I would like to ask if there is a holomorphic version of Darboux's theorem. More concretely, given a holomorphic symplectic manifold $$(X, \omega)$$ is there a local holomorphic symplectomorphism from $$(X, \omega)$$ to $$(\mathbb{C}^{2n}, \omega_0)$$ where $$\omega_0$$ is the holomorphic equivalent of the standard symplectic form in $$\mathbb C^{2n}$$. To put it differently, is it true that $$X$$ locally looks like a cotangent bundle? Do you have a reference?

• Just follow the usual proofs from the real case. – Ben McKay Feb 4 '19 at 20:16
• @Aknazar Kazhymurat: Thank you for the link. It is an interesting paper.
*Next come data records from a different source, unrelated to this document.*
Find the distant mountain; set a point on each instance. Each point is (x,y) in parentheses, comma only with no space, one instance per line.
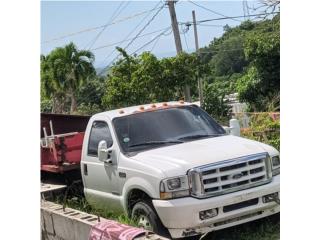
(102,71)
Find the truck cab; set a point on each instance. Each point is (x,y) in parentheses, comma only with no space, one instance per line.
(174,169)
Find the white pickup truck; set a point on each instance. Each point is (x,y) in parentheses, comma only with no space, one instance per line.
(173,168)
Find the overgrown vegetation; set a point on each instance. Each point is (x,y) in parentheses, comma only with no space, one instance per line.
(80,203)
(263,229)
(245,59)
(264,128)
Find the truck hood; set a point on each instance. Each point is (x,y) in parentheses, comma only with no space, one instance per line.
(175,160)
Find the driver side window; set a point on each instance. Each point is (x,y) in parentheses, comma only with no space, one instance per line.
(99,131)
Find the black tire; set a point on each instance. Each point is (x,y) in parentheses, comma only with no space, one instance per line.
(144,209)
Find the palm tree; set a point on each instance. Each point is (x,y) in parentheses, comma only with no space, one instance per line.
(70,69)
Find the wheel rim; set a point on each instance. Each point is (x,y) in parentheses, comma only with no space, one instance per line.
(143,221)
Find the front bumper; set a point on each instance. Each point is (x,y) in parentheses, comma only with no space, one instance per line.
(181,216)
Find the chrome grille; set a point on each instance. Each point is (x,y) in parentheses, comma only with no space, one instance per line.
(230,176)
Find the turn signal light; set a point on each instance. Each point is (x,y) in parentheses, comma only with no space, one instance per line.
(210,213)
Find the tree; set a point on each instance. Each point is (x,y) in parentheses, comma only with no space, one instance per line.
(142,79)
(68,69)
(52,98)
(261,82)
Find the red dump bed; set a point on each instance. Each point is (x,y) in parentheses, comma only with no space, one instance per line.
(61,150)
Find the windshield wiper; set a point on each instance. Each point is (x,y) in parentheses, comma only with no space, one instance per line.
(200,136)
(155,143)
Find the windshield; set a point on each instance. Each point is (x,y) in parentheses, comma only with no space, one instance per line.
(146,130)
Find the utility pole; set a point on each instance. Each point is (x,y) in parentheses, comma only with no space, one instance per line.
(177,39)
(197,49)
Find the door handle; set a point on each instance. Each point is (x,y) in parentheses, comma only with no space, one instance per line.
(85,169)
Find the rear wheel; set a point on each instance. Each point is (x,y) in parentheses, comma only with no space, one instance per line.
(146,217)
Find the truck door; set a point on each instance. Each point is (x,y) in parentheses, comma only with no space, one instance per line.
(99,178)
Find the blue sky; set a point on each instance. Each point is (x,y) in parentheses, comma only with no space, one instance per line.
(59,18)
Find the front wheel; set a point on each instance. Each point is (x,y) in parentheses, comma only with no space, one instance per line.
(144,214)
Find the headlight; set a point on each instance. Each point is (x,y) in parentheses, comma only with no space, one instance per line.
(174,187)
(275,165)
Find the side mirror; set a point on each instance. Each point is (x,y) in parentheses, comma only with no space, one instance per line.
(234,127)
(103,153)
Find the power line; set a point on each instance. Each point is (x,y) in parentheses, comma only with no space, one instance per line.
(184,31)
(135,28)
(112,18)
(223,18)
(210,10)
(210,25)
(152,40)
(144,27)
(155,43)
(137,35)
(95,28)
(125,40)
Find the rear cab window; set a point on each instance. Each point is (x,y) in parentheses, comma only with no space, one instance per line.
(99,131)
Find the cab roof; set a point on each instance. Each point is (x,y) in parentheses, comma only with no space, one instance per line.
(120,112)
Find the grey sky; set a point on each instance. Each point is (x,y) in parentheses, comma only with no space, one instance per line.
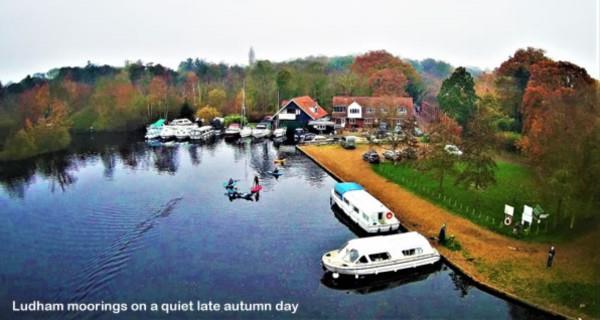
(37,35)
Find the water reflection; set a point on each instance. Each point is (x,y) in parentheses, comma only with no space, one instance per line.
(129,152)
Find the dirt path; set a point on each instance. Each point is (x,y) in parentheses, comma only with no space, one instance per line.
(514,267)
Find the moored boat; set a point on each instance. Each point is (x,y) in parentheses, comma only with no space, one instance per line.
(233,130)
(261,131)
(153,130)
(364,209)
(245,132)
(279,132)
(380,254)
(202,133)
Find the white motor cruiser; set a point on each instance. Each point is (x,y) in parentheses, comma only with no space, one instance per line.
(202,133)
(153,130)
(375,255)
(261,131)
(364,209)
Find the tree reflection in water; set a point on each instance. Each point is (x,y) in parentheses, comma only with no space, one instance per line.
(113,149)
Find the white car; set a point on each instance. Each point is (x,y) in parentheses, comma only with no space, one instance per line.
(452,149)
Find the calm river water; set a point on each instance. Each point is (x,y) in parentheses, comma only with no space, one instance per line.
(115,219)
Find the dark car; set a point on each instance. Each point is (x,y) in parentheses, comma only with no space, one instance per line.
(371,156)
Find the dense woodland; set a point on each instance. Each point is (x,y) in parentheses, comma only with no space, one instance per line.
(544,111)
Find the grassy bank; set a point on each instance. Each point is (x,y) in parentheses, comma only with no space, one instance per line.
(515,186)
(505,264)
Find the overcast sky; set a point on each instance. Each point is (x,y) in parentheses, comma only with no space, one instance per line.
(36,36)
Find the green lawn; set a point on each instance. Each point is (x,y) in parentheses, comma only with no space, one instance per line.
(514,187)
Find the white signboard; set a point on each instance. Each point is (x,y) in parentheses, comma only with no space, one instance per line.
(527,215)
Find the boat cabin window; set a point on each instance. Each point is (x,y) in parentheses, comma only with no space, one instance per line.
(379,256)
(409,252)
(351,255)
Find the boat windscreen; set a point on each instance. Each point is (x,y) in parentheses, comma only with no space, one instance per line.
(351,255)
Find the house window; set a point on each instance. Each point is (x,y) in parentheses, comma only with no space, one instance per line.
(409,252)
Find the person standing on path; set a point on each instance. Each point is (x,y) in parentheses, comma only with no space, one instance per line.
(442,235)
(551,255)
(256,182)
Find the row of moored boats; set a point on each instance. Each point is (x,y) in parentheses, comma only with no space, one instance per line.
(184,129)
(377,254)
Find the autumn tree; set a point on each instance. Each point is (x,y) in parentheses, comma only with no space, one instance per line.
(217,98)
(457,96)
(388,82)
(560,118)
(207,113)
(437,161)
(511,81)
(478,143)
(375,61)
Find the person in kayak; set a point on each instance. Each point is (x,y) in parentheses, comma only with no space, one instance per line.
(230,184)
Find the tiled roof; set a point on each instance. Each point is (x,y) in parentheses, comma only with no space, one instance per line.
(307,104)
(339,101)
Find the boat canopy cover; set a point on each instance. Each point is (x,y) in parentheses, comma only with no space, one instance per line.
(344,187)
(159,123)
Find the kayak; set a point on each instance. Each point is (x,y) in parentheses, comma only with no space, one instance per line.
(226,185)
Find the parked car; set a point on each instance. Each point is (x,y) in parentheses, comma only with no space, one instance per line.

They mention the "holomorphic Darboux theorem" which is what I am looking for. But the theorem itself is not stated. I guess that is because it is the exact holomorphic version of the classical Darboux theorem? – Flavius Aetius Feb 5 '19 at 16:44
• @Ben McKay: So there is a holomorphic Dardoux's theorem and it is exactly as the real one except that we replace "smooth" by "holomorphic". Is that right? No hidden traps there? Do you have a standard reference? – Flavius Aetius Feb 5 '19 at 16:46
• @AknazarKazhymurat: I mean "exact" in the sense of "precisely the same". Yes, your right, there is a formulation of that theorem in one of the proofs of another theorem. – Flavius Aetius Feb 5 '19 at 18:29

Suppose $$Y\subset X$$ is a complex submanifold and we're given two holomorphic symplectic forms $$\omega_0$$ and $$\omega_1$$ on (a neighbourhood of $$Y$$ in) $$X$$. Then I will prove that there exist two open neighbourhoods of $$Y$$ in $$X$$ and a biholomorphism $$\varphi$$ between them s.t. $$\varphi^*\omega_1 = \omega_0$$.
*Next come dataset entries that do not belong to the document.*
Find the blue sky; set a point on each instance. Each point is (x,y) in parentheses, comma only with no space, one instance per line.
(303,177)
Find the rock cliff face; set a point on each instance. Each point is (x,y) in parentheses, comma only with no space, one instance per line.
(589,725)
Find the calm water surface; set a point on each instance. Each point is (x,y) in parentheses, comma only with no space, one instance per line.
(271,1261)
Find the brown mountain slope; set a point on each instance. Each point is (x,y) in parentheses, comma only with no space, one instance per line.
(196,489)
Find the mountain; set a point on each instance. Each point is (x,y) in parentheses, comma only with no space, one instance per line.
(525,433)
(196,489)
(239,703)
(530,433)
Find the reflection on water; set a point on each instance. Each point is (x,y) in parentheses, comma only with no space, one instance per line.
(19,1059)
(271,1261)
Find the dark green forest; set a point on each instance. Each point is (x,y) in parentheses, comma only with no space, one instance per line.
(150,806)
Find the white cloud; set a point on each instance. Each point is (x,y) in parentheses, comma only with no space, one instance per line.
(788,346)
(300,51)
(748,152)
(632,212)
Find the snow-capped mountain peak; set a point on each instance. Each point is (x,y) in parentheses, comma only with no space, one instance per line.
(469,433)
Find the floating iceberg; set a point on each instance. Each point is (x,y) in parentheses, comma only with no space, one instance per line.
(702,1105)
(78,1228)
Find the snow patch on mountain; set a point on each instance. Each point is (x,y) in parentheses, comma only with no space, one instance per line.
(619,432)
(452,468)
Define $$\omega_t = (1-t)\omega_0 + t\omega_1 = \omega_0 + \sigma$$. We are looking for a smooth family of holomorphic maps $$\varphi_t$$ s.t. $$\varphi^*_t\omega_t = \omega_0$$, $$\omega_0 = id$$. By the standard Moser trick we're reduced to finding a family of holomorphic vector fields s.t. $$\sigma = -d\iota_{\eta_t}\omega_t$$ as the flow of a holomorphic vector field is holomorphic.
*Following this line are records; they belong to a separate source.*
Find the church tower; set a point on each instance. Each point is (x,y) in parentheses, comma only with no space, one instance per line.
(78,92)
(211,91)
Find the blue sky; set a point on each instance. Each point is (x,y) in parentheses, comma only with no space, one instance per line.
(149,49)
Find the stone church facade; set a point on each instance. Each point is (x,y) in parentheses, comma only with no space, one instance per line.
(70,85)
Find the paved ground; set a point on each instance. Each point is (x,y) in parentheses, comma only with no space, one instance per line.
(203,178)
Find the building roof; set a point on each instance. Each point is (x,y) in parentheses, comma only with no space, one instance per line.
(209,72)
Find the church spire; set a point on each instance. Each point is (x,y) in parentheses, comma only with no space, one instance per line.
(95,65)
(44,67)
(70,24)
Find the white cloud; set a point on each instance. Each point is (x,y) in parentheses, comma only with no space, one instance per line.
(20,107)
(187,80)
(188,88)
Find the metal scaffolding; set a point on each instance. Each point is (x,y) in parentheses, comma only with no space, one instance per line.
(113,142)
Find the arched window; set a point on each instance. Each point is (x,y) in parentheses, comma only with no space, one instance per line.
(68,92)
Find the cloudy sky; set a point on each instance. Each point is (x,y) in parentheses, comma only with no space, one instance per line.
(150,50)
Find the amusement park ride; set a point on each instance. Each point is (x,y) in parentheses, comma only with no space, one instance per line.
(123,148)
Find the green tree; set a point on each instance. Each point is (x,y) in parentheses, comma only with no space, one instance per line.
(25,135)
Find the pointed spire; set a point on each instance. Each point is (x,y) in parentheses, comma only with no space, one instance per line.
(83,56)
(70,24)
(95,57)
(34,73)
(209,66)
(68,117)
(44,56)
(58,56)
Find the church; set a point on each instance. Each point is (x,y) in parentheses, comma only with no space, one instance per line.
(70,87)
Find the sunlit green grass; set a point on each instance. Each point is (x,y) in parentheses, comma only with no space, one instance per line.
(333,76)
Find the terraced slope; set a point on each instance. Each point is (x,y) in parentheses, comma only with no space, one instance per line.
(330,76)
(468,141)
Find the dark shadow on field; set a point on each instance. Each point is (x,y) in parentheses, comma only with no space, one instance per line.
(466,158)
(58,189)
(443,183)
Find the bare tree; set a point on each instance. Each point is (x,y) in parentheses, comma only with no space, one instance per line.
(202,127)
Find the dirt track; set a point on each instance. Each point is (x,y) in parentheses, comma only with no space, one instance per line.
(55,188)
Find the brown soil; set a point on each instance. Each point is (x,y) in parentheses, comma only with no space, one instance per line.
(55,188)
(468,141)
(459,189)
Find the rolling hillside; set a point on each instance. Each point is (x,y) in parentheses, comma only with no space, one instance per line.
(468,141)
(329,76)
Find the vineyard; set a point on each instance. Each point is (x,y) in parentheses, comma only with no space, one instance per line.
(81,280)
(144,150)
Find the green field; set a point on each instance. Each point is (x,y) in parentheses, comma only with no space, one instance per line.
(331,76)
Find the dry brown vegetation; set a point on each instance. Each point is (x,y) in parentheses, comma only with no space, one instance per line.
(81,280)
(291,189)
Find some $$\alpha$$ s.t. $$\sigma = d\alpha$$ (it is easy to construct it explicitly by introducing some smooth deformation retraction of a neighbourhood of $$Y$$ in $$X$$ to $$Y$$). Decompose $$\alpha = \alpha^{1,0} + \alpha^{0,1}$$ in such a way that $$\alpha^{1,0}\in \Lambda^{1,0} X$$, $$\alpha^{0,1} \in \Lambda^{0,1}X$$. Then $$\partial \alpha^{1,0} = \sigma$$, $$\overline{\partial} \alpha^{1,0} = -\partial \alpha^{0,1} = \gamma$$, $$\overline{\partial}\alpha^{1,0} = 0$$. Now $$\gamma$$ is $$\partial$$ and $$\overline{\partial}$$-exact hence local $$dd^c$$-lemma* can be applied to it and we can find a function $$\rho$$ s.t. $$\gamma = -\partial\overline{\partial}\rho$$. Denote by $$\beta$$ the form $$\alpha^{1,0} - \partial \rho$$. Then $$\partial\beta = \partial\alpha^{1,0} = \sigma,$$ $$\overline{\partial}\beta= 0.$$ We've reduced the problem to solving the equation $$\beta = - \iota_{\eta_t}\omega_t$$ which has a unique holomorphic solution.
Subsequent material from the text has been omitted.